Standard microbiological techniques31
were used to isolate and identify S pneumoniae
and H influenzae
. The minimum inhibitory concentration of ampicillin, gentamicin, and chloramphenicol for both H influenzae
and S pneumoniae
was determined by E test according to the manufacturer’s instructions (AB Biodisk, Solna, Sweden).
Data management procedures
Data were double entered and validated locally with CENTRY software (US Census Bureau, Washington, DC). We sent original copies of the data to the Data Coordinating Center at Boston University, where the electronic data were cleaned and discrepancies resolved.
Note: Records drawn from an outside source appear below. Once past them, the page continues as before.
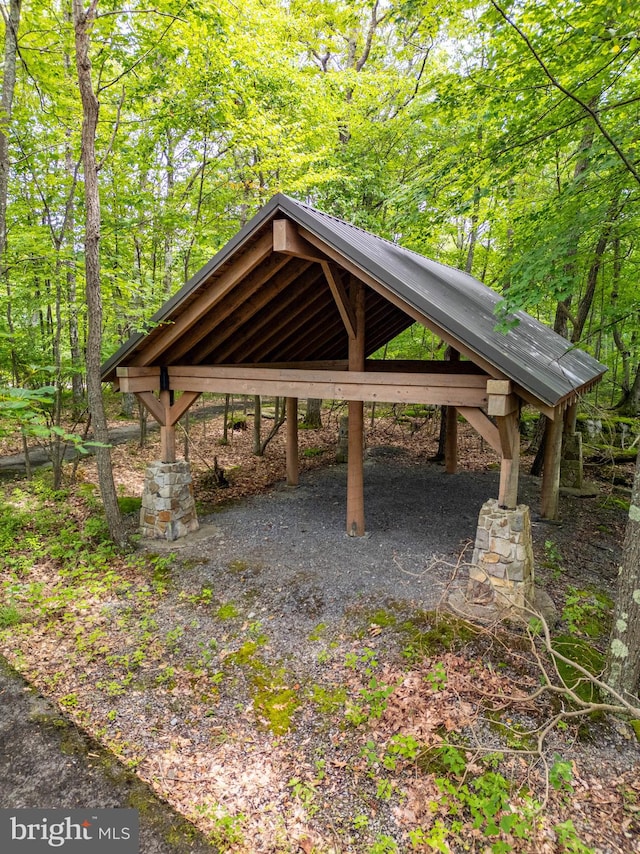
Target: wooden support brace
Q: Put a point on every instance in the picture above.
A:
(341, 298)
(509, 430)
(500, 400)
(167, 431)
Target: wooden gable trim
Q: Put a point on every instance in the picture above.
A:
(260, 281)
(206, 301)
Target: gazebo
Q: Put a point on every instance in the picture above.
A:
(296, 303)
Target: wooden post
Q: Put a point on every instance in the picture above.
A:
(355, 464)
(509, 430)
(167, 431)
(551, 471)
(292, 441)
(450, 424)
(451, 440)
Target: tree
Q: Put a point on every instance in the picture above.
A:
(82, 23)
(622, 671)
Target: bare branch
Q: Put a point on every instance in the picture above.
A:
(569, 94)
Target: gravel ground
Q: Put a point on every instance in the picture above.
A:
(286, 552)
(282, 565)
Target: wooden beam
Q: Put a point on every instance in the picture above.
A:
(251, 343)
(454, 390)
(166, 336)
(487, 429)
(342, 300)
(167, 431)
(133, 385)
(551, 470)
(234, 308)
(451, 440)
(412, 312)
(509, 430)
(355, 461)
(292, 441)
(182, 404)
(287, 239)
(152, 405)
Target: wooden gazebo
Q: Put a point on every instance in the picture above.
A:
(295, 304)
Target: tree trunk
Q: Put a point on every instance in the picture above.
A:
(257, 424)
(82, 23)
(313, 416)
(12, 22)
(622, 670)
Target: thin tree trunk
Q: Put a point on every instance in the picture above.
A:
(82, 22)
(12, 23)
(584, 306)
(313, 414)
(622, 669)
(257, 423)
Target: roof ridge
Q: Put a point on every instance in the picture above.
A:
(386, 240)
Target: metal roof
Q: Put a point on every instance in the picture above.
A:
(408, 287)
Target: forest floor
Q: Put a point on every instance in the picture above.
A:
(288, 688)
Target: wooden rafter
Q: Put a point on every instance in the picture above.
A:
(207, 301)
(297, 316)
(247, 311)
(245, 341)
(287, 240)
(231, 307)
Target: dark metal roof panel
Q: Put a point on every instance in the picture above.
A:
(533, 355)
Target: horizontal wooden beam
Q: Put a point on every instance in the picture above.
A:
(152, 405)
(437, 389)
(182, 404)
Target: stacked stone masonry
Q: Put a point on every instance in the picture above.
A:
(502, 566)
(168, 508)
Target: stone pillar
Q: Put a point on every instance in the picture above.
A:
(168, 509)
(501, 574)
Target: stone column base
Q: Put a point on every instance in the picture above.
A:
(168, 509)
(501, 574)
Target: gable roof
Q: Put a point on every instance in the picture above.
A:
(283, 309)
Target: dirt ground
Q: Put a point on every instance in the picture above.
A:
(279, 663)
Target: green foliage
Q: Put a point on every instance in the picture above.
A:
(587, 612)
(581, 652)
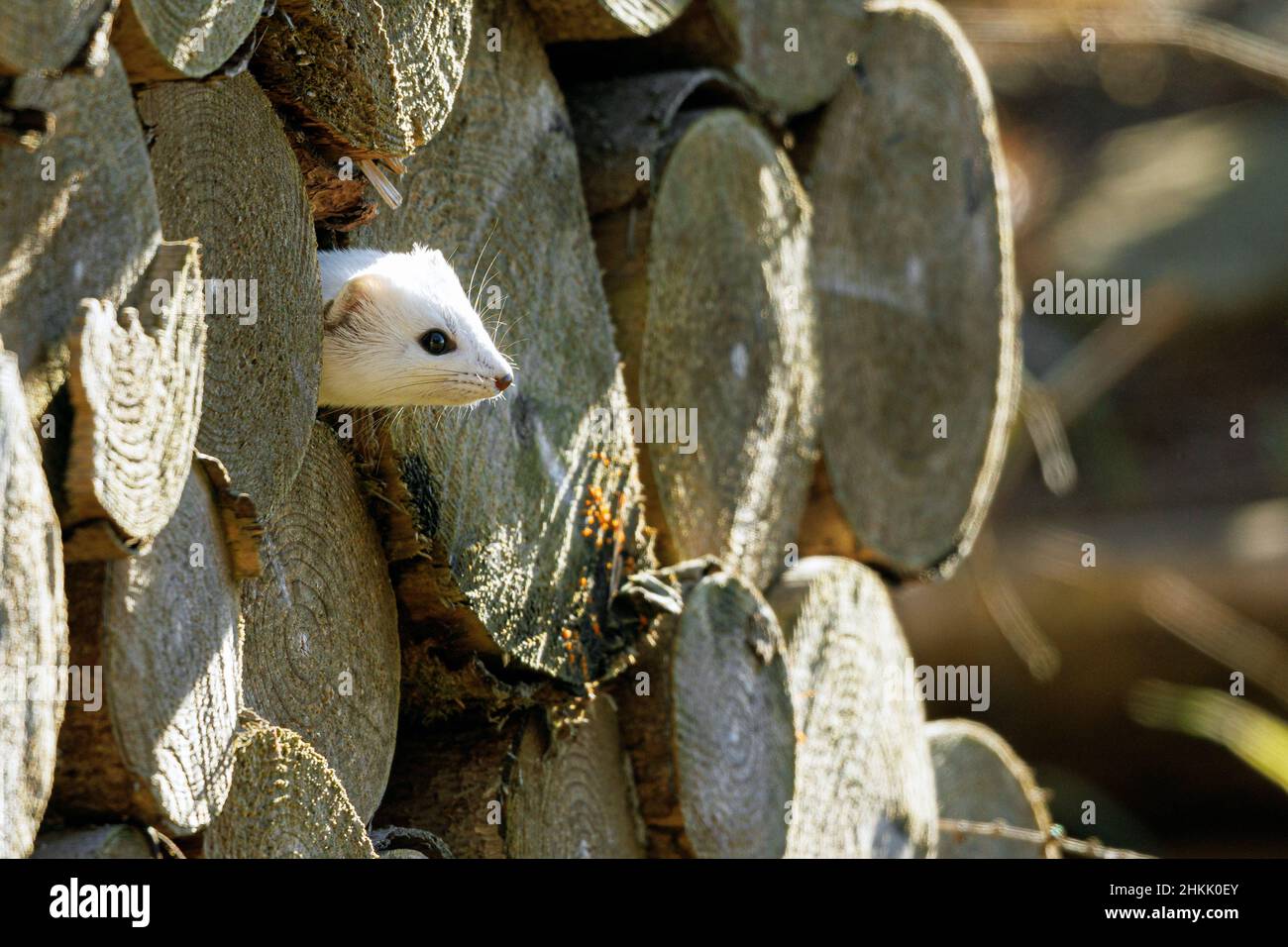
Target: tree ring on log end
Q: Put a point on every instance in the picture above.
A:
(980, 779)
(180, 39)
(915, 296)
(729, 339)
(33, 621)
(864, 784)
(321, 648)
(248, 208)
(513, 525)
(284, 801)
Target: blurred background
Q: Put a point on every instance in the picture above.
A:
(1115, 681)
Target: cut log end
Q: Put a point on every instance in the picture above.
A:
(284, 801)
(180, 39)
(513, 526)
(136, 393)
(709, 290)
(50, 35)
(321, 654)
(917, 307)
(366, 78)
(707, 722)
(980, 779)
(33, 622)
(90, 176)
(249, 209)
(163, 628)
(864, 784)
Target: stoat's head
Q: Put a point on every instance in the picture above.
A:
(402, 331)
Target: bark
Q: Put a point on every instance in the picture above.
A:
(533, 787)
(915, 295)
(249, 210)
(864, 784)
(284, 802)
(88, 178)
(48, 35)
(706, 718)
(979, 779)
(603, 20)
(163, 626)
(709, 289)
(180, 39)
(136, 397)
(519, 519)
(322, 626)
(33, 622)
(369, 78)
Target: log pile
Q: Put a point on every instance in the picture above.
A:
(575, 621)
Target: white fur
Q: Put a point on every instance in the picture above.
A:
(380, 305)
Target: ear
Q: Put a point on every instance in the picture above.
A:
(356, 295)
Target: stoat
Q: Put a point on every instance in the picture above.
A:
(398, 329)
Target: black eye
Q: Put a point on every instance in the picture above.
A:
(437, 343)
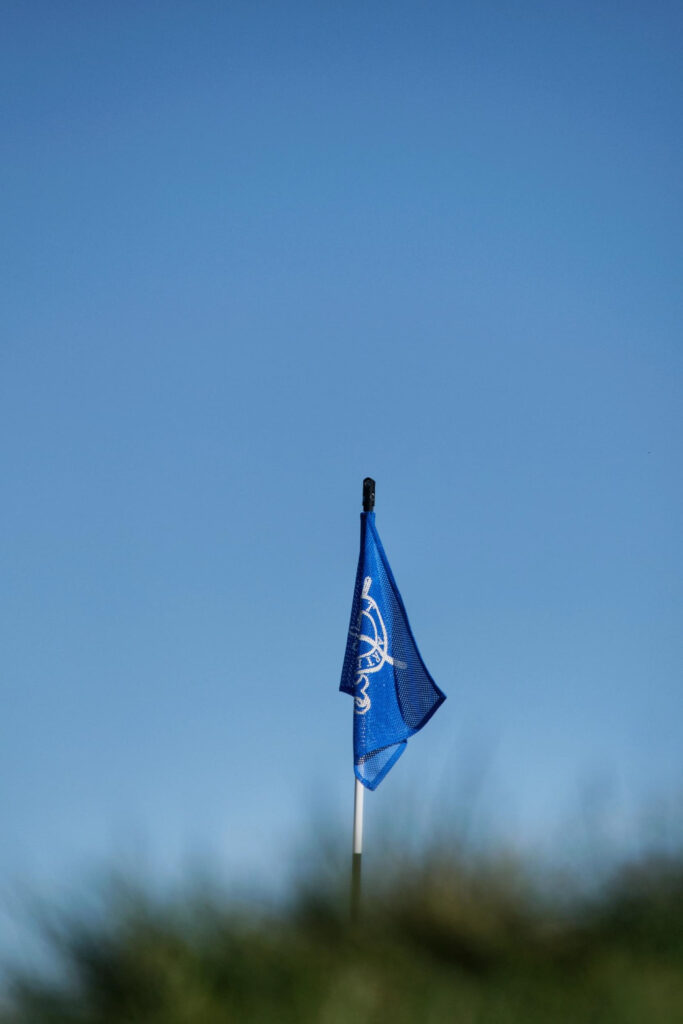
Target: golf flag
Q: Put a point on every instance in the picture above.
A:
(393, 693)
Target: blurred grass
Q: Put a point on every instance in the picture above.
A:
(443, 938)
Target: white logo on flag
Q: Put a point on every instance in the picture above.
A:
(373, 647)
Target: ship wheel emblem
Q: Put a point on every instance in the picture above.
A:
(373, 647)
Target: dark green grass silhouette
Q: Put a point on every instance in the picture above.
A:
(440, 940)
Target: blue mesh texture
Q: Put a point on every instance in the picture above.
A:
(393, 693)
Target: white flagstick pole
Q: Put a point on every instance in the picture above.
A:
(359, 792)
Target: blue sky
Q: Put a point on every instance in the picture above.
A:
(253, 252)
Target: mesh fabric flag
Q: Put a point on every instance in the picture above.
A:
(393, 693)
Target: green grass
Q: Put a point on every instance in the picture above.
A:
(441, 940)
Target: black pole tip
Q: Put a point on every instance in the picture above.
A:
(368, 495)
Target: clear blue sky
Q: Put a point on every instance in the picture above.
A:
(252, 252)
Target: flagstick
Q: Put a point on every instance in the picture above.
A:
(358, 792)
(356, 859)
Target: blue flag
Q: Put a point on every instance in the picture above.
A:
(393, 693)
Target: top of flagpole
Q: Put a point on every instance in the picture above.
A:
(368, 495)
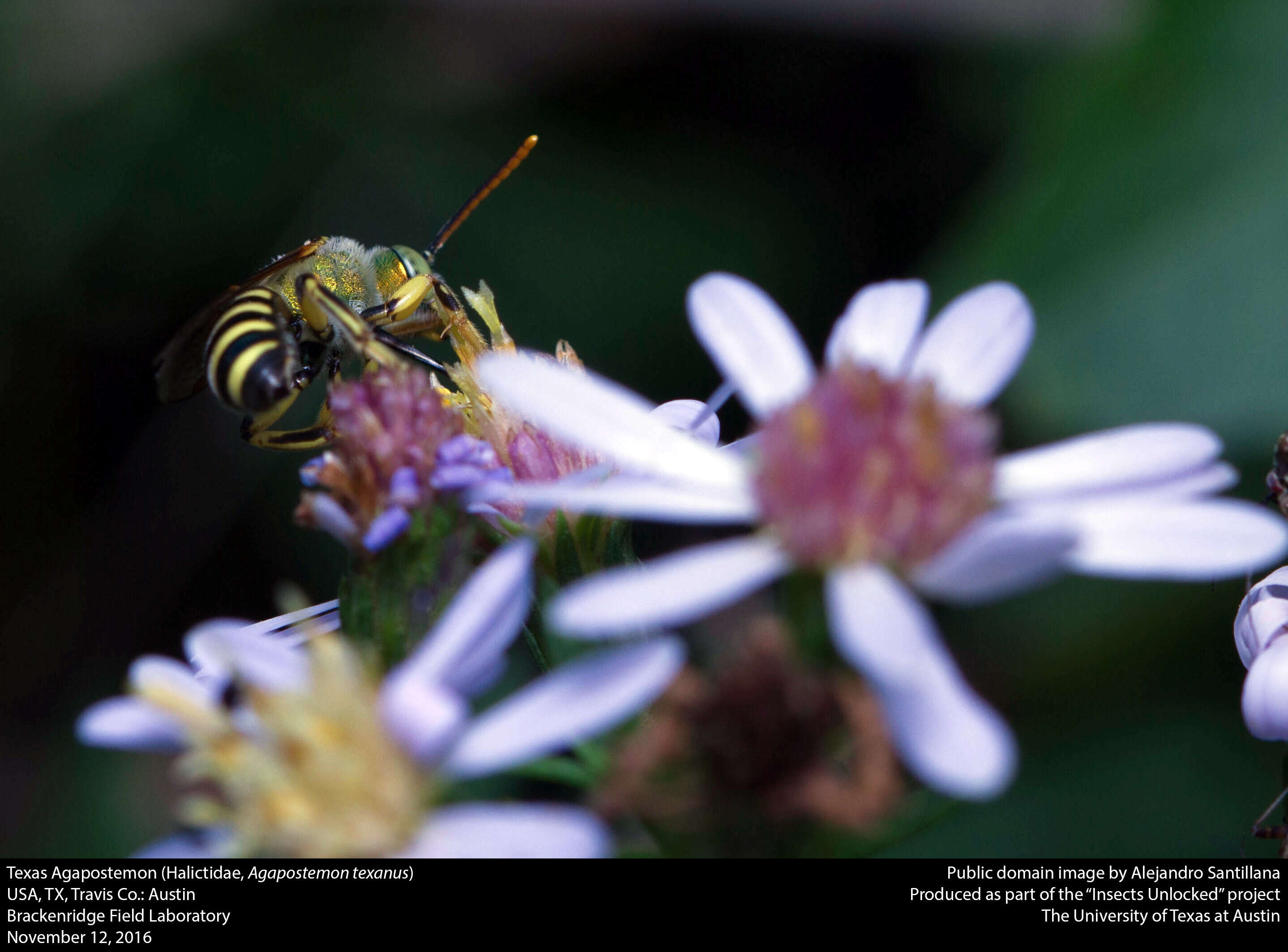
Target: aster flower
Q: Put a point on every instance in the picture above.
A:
(312, 759)
(881, 474)
(1259, 634)
(391, 427)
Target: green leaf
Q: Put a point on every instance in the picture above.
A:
(558, 771)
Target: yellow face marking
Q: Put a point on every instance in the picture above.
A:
(234, 333)
(237, 373)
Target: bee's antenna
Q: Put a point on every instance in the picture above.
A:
(479, 195)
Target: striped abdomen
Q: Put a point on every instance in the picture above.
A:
(252, 359)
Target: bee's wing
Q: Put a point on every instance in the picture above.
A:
(182, 365)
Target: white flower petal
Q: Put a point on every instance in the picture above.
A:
(632, 498)
(221, 649)
(1196, 540)
(1265, 693)
(423, 715)
(128, 723)
(997, 555)
(479, 624)
(680, 414)
(512, 831)
(748, 448)
(1262, 615)
(976, 344)
(572, 704)
(303, 620)
(751, 342)
(948, 736)
(1105, 460)
(943, 731)
(156, 673)
(674, 589)
(879, 627)
(599, 415)
(879, 326)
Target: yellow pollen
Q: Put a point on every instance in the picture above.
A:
(807, 426)
(319, 777)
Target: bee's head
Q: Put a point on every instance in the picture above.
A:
(413, 260)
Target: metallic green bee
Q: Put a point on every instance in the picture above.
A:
(262, 343)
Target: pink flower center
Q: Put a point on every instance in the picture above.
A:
(869, 468)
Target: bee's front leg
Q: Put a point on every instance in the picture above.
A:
(256, 428)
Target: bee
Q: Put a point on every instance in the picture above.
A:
(261, 343)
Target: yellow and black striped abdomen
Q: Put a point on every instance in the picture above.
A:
(252, 359)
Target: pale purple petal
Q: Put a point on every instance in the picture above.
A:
(1107, 460)
(464, 461)
(879, 326)
(294, 623)
(1196, 540)
(479, 624)
(512, 831)
(129, 723)
(1262, 615)
(950, 737)
(219, 651)
(997, 555)
(746, 449)
(1265, 693)
(751, 342)
(674, 589)
(682, 415)
(946, 735)
(632, 498)
(976, 344)
(572, 704)
(156, 673)
(879, 627)
(423, 715)
(329, 516)
(597, 414)
(385, 529)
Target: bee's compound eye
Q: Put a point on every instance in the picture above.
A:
(413, 260)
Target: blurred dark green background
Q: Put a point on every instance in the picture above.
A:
(1126, 164)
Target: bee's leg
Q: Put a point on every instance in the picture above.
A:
(401, 303)
(445, 312)
(256, 429)
(407, 350)
(324, 311)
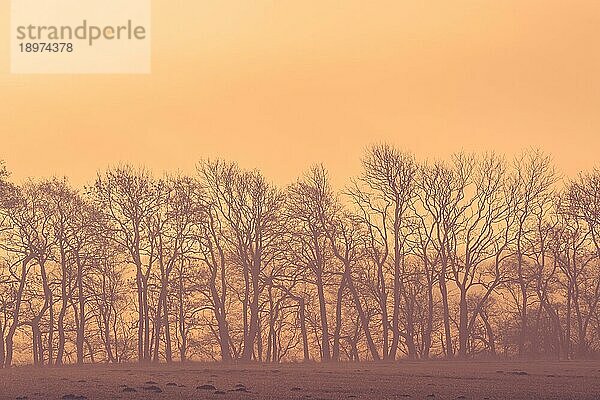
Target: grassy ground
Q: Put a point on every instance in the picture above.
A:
(402, 380)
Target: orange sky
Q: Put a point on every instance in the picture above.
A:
(279, 85)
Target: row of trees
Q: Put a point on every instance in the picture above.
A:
(470, 257)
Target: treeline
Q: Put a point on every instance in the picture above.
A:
(475, 256)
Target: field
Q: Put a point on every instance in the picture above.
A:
(402, 380)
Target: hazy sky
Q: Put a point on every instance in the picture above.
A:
(280, 85)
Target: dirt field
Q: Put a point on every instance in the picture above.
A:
(403, 380)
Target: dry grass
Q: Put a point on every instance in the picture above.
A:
(402, 380)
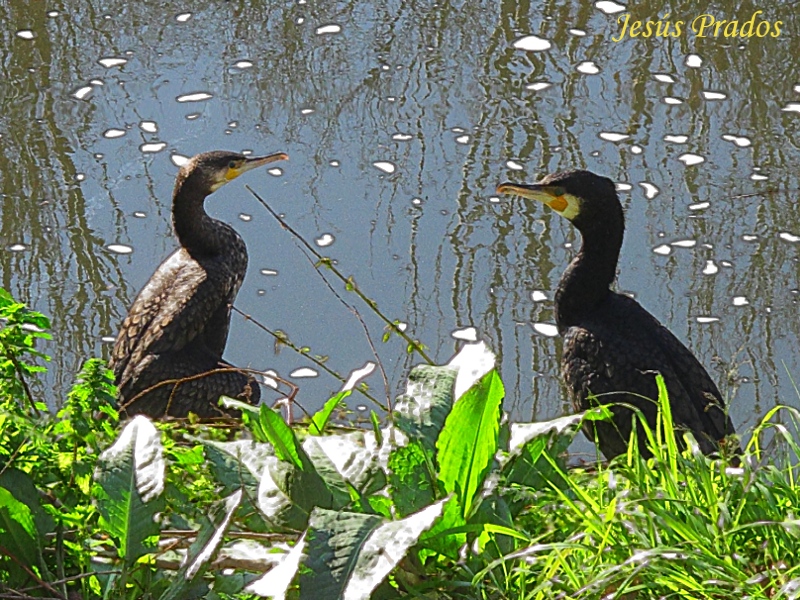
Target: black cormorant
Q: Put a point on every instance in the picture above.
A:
(612, 346)
(178, 325)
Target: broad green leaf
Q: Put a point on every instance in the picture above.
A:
(321, 417)
(349, 554)
(468, 441)
(129, 479)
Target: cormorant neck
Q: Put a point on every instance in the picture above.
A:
(196, 231)
(587, 280)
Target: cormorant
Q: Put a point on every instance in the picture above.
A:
(178, 324)
(612, 346)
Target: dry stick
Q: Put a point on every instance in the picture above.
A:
(348, 281)
(284, 340)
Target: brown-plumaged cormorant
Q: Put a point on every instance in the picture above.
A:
(178, 324)
(612, 346)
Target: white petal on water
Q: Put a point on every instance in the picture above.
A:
(119, 248)
(303, 372)
(694, 61)
(741, 141)
(545, 329)
(588, 67)
(711, 268)
(650, 191)
(113, 133)
(326, 239)
(325, 29)
(532, 42)
(153, 147)
(707, 319)
(538, 86)
(385, 166)
(468, 334)
(538, 296)
(610, 136)
(194, 97)
(690, 159)
(789, 237)
(608, 7)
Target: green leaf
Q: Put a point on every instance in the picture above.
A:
(468, 442)
(129, 480)
(321, 417)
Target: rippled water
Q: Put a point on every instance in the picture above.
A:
(400, 119)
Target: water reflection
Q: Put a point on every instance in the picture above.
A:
(401, 118)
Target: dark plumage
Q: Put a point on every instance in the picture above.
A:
(612, 346)
(178, 324)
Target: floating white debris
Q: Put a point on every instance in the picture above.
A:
(588, 67)
(711, 268)
(325, 29)
(385, 166)
(83, 92)
(609, 7)
(740, 141)
(119, 248)
(610, 136)
(468, 334)
(538, 86)
(707, 319)
(153, 147)
(303, 372)
(326, 239)
(113, 133)
(694, 61)
(650, 191)
(690, 159)
(545, 329)
(533, 43)
(194, 97)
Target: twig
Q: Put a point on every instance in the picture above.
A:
(349, 282)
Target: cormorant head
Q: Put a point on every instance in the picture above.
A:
(580, 196)
(209, 171)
The sample size of 1182 participants was based on finding a 30% or greater reduction in treatment failure with ampicillin plus gentamicin compared with an expected 25% baseline failure rate with chloramphenicol,27 32,33,34,35
a 1:1 allocation ratio, 80% power, an α level of 0.05, and two planned interim analyses for early stopping with O’Brien-Fleming end points.36 37
We analysed the data using SAS software. PROC FREQ was used to calculate relative risks and 95% confidence intervals. To identify risk factors predictive of treatment failure by day 5 and death by day 30, we selected a group of factors—immunisation status, sex, hypoxaemia (oxygen saturation ≤90%, or ≤88% in the two high altitude sites in Mexico and Yemen), blood glucose, central cyanosis, age, weight for age z score, and breastfeeding status—and we calculated relative risks. We then included all variables with statistically significant relative risks in a multivariate logistic regression model built using a backward elimination procedure with PROC LOGISTIC. Treatment group and study site were forced into the model and we retained all variables with a Wald P value of 0.20 or less. We used the GLIMMIX macro to calculate the final multivariate models, in which study site was included as a random effect. Because diagnostics are not available for the random effects model we report model diagnostics (area under the receiver operating curve characteristic and Hosmer and Lemeshow goodness of fit test) for a fixed effects model.